Perfect as a pre-drink snack, or to make for a book club. We love the flavour of roasted tomatoes, when combined with a little pesto and cream cheese, and mopped up with chunky bread; or gently piled onto some bruschetta or Melba toast. It certainly makes a very easy starter with great bursts of taste. We sometimes have this as our main meal, with the addition of some chunky crudités, and freshly baked bread.
Serves 4 – 6
• 1 punnet Rosa baby tomatoes
• 25 ml olive oil
• Sea salt and freshly-ground black pepper
• 5 ml Italian herbs, or garlic and herb mix
• 1 small lettuce, washed and shredded
• 1 x 250 g container cream cheese
• 80 – 100 ml basil or red pepper pesto
• 60 ml flaked almonds, toasted
• 30 ml finely chopped parsley
• 3 sprigs fresh basil
1. Preheat oven to180ºC/160ºC fan/Gas mark 4.

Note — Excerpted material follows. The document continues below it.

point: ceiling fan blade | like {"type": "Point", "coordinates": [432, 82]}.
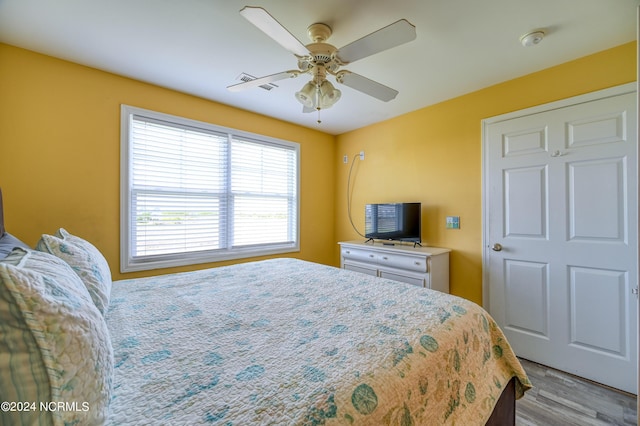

2. Place tomatoes into a small roasting pan. Drizzle with olive oil, and season with salt and pepper and Italian or garlic herbs.
3. Roast for 20 – 25 minutes.
4. Arrange lettuce on a flat platter and place the unwrapped packet of cream cheese in the centre of the platter.
5. Place roasted tomatoes in their juices around the cream cheese.
6. Stir basil or red pepper pesto lightly and drizzle over the cheese.
7. Next, sprinkle with some toasted almonds.
8. Lastly, garnish the tomatoes with parsley, and a few fresh basil leaves.
9. Serve with sliced French bread or ciabatta bread, bruschetta, Melba toast, or biscuits.
• Add 60 g sun-dried tomatoes to the fresh tomatoes after completing step 3. This gives a different texture and flavour to the recipe.